纽约英语口语网新版
Prince Caspian 贾思潘王子
Chapter 11 The Lion Roars-5

"Peter, Peter," cried Edmund. "Did you see?"

"I saw something," said Peter. "But it's so tricky in this moonlight. On we go, though, and three cheers for Lucy. I don't feel half so tired now, either."

Aslan without hesitation led them to their left, farther up the gorge.

The whole journey was odd and dream-like the roaring stream, the wet grey grass, the glimmering cliffs which they were approaching, and always the glorious, silently pacing Beast ahead.

Everyone except Susan and the Dwarf could see him now.
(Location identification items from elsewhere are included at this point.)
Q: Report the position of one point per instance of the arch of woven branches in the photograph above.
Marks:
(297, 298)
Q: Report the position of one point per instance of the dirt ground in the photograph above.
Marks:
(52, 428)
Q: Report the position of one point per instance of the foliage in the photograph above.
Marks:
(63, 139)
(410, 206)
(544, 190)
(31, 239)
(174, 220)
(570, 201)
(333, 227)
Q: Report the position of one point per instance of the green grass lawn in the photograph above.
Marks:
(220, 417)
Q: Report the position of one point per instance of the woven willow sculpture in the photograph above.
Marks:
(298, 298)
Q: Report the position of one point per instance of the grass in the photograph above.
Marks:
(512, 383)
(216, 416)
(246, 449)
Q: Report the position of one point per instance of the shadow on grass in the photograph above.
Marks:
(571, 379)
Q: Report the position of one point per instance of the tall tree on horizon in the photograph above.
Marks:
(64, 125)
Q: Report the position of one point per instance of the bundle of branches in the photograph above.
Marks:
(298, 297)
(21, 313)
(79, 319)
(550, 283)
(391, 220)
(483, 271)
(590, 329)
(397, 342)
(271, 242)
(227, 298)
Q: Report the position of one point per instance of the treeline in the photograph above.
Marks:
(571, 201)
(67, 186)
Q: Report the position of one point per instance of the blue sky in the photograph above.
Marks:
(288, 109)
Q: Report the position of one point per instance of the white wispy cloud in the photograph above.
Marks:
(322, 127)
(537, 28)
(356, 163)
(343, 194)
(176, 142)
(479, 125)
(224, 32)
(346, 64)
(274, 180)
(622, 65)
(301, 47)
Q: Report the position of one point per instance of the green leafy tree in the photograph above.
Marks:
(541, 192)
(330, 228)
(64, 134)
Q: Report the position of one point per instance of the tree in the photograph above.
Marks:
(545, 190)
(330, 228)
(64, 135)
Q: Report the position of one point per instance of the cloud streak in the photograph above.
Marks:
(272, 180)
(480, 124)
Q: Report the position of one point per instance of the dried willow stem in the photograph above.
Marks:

Presently they came to another steep path, up the face of the farther precipices.

These were far higher than the ones they had just descended, and the journey up them was a long and tedious zig-zag.
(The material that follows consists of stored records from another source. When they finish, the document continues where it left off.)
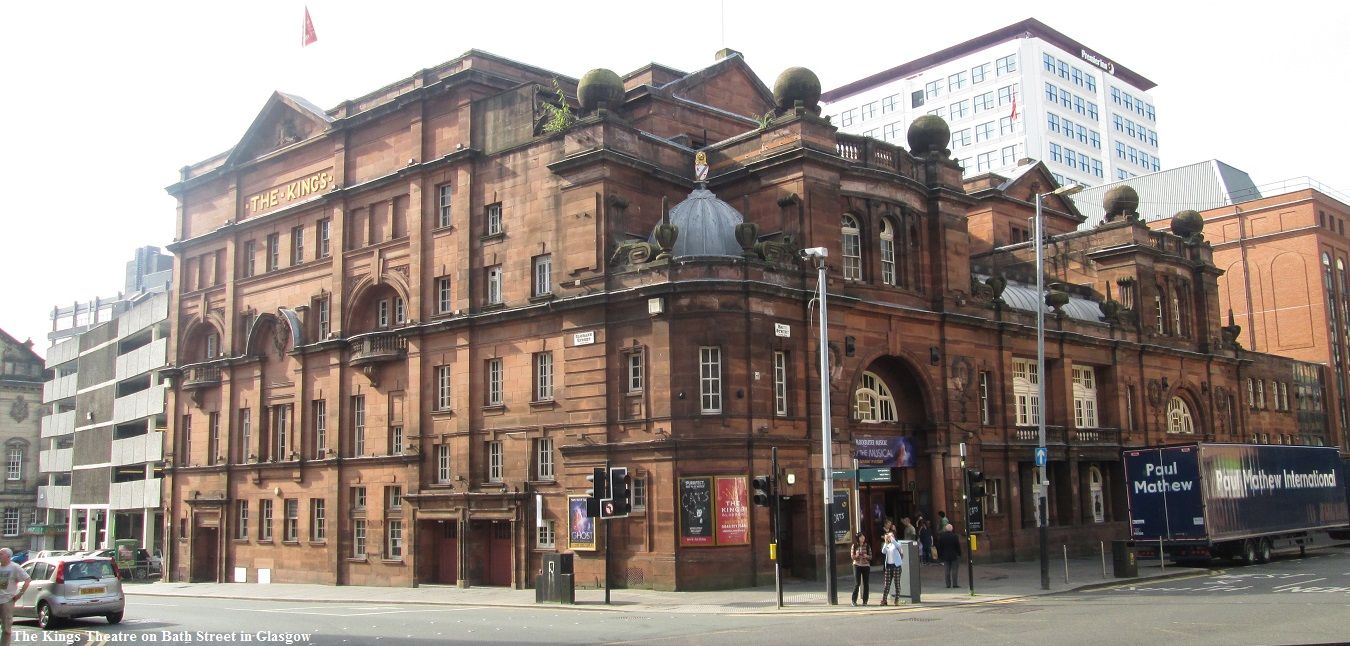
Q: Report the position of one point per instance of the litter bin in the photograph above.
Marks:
(1123, 559)
(555, 580)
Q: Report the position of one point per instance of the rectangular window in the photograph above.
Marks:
(290, 527)
(242, 519)
(443, 296)
(317, 521)
(780, 383)
(324, 317)
(265, 519)
(494, 382)
(1084, 397)
(635, 372)
(273, 251)
(394, 544)
(212, 438)
(494, 285)
(443, 196)
(543, 376)
(544, 457)
(358, 538)
(494, 461)
(494, 219)
(297, 244)
(710, 379)
(320, 414)
(639, 492)
(245, 434)
(443, 463)
(247, 262)
(326, 238)
(1025, 391)
(443, 401)
(986, 412)
(358, 424)
(543, 275)
(546, 534)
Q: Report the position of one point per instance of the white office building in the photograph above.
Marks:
(1025, 91)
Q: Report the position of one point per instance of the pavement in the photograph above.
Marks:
(1003, 581)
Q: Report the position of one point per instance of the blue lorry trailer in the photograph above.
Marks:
(1233, 501)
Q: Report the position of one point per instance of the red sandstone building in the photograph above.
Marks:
(408, 327)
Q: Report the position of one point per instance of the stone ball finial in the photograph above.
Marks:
(929, 134)
(797, 84)
(1121, 200)
(1187, 223)
(600, 85)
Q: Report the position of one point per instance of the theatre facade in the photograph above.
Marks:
(407, 328)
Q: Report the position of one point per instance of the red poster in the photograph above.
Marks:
(733, 510)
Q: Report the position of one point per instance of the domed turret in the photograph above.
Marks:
(706, 227)
(1121, 201)
(1187, 223)
(797, 84)
(929, 134)
(597, 86)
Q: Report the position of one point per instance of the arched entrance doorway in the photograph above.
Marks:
(891, 430)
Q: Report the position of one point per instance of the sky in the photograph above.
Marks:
(101, 103)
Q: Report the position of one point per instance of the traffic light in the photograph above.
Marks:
(620, 492)
(597, 491)
(762, 490)
(976, 483)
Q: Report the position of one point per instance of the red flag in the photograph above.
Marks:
(308, 37)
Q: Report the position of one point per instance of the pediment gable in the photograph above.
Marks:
(285, 119)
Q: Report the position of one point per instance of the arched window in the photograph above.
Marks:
(887, 251)
(852, 252)
(872, 401)
(1179, 417)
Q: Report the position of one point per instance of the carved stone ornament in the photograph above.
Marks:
(19, 409)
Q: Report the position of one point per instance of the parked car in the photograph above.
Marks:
(70, 587)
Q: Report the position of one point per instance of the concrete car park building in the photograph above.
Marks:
(1025, 91)
(103, 430)
(409, 327)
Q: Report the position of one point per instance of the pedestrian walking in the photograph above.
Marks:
(861, 553)
(11, 575)
(949, 550)
(894, 559)
(925, 540)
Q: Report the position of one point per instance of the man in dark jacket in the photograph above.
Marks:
(949, 550)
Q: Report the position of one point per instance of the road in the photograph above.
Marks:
(1291, 600)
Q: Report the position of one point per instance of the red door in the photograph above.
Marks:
(498, 553)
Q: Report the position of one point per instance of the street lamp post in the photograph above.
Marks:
(1042, 482)
(826, 459)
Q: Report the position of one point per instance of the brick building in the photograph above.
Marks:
(407, 328)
Fortunately the Moon shone right above the gorge so that neither side was in shadow.

Lucy was nearly blown when the tail and hind legs of Aslan disappeared over the top: but with one last effort she scrambled after him and came out, rather shaky-legged and breathless, on the hill they had been trying to reach ever since they left Glasswater.

The long gentle slope (heather and grass and a few very big rocks that shone white in the moonlight) stretched up to where it vanished in a glimmer of trees about half a mile away.

She knew it. It was the hill of the Stone Table:

With a jingling of mail the others climbed up behind her. Aslan glided on before them and they walked after him.

"Lucy," said Susan in a very small voice.